Our view: We have met the enemy … and he is us

Nicholls CAN! food drive begins Wednesday
October 9, 2012
The trend line Obama was looking for
October 9, 2012
Nicholls CAN! food drive begins Wednesday
October 9, 2012
The trend line Obama was looking for
October 9, 2012

We admit it is easy to throw rhetorical rocks at Gov. Bobby Jindal now that Louisiana is in the process of making damaging cuts to public education and health care. However, that is really not a healthy or intelligent approach.


Talking with a former Nicholls State University professor and current employee at Leonard J. Chabert Medical Center on Friday, we realized how for many years government bureaucrats and a public willing to protect special interest have neglected the wellbeing of two institutions that impact our state most when it comes to equipping young people for productive lives and caring for those unable to adequately care for themselves. Now, we are all paying the price.

According to state Treasurer John Kennedy, our government engine, while touting its own reduction in numbers, has spent $650 million more on salaries and benefits for fewer state positions.


An audit provided by Kennedy revealed while touting the benefits of private enterprise and reduced government, our state has actually grown with what he called “warm body” departments.


During the past six years Louisiana taxpayers spent $397 million more on salaries, $47 million more on overtime, incentive pay, shift differential compensation and $210 million more on health insurance and retirement for state workers.

“That’s $650 million additional taxpayer dollars despite the reduction of 6,874 positions,” Kennedy said.


The state treasurer said that Louisiana has several one-person departments that could be consolidated, but have been spared the budget axe because voters protected them.

Our educator and medical expert said in turn, Louisiana has “cherry-picked at education and health care for years” because they were not constitutionally protected. “Everyone thought ‘Nobody would ever seriously hurt health care and education,’” he said.

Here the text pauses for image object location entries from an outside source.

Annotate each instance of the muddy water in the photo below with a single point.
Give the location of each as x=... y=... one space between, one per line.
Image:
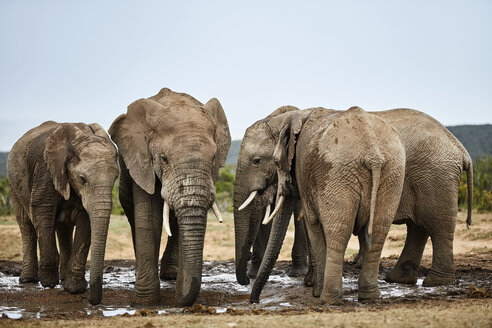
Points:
x=219 y=292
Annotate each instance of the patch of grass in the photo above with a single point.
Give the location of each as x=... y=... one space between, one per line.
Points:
x=479 y=235
x=484 y=249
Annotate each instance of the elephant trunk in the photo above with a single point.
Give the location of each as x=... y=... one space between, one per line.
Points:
x=99 y=220
x=190 y=203
x=192 y=221
x=244 y=228
x=277 y=236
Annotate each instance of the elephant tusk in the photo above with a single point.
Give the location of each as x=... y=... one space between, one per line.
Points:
x=267 y=212
x=165 y=213
x=217 y=212
x=275 y=211
x=249 y=200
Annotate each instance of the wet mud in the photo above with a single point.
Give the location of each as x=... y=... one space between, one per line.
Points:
x=220 y=293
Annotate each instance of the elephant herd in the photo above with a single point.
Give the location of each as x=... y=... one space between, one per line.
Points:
x=337 y=172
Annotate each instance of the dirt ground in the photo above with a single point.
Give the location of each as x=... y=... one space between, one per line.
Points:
x=285 y=302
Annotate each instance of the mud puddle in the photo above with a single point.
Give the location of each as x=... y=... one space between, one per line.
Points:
x=220 y=292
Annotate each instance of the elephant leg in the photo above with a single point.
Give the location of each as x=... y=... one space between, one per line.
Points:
x=318 y=244
x=370 y=258
x=308 y=279
x=299 y=253
x=170 y=258
x=64 y=234
x=75 y=281
x=147 y=286
x=29 y=248
x=337 y=227
x=44 y=218
x=405 y=270
x=442 y=271
x=259 y=247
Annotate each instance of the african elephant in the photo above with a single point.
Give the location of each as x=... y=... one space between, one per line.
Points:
x=254 y=193
x=349 y=178
x=61 y=175
x=171 y=147
x=435 y=160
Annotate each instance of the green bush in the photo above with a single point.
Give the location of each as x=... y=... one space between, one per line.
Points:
x=224 y=188
x=482 y=185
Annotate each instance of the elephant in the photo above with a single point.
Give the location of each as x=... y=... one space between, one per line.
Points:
x=428 y=204
x=349 y=179
x=61 y=175
x=254 y=191
x=171 y=147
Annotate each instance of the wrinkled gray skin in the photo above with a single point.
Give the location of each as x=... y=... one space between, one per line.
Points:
x=256 y=171
x=171 y=148
x=61 y=176
x=428 y=205
x=350 y=180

Every unnecessary taxpayer dollar state government spends to protect sacred cow projects is a dollar less to invest in infrastructure, quality schools and universities, health care, coastal restoration and small business development, Kennedy said.

This week we saw what happened when federal Medicaid funds offered by Congress on a short term bases following Hurricane Katrina were treated like a lifetime windfall by the Department of Health and Hospitals.

The benefit deadline arrived on Oct. 1 and the state suddenly faced an $860 million deficit in medical programs. Now seven public hospitals are in financial crisis.

We in Louisiana are all guilty of missing priorities and allowing government bureaucrats to mismanage funds at the expense of education and health care.

It is enough it make us sick, if we didn’t already feel so ignorant.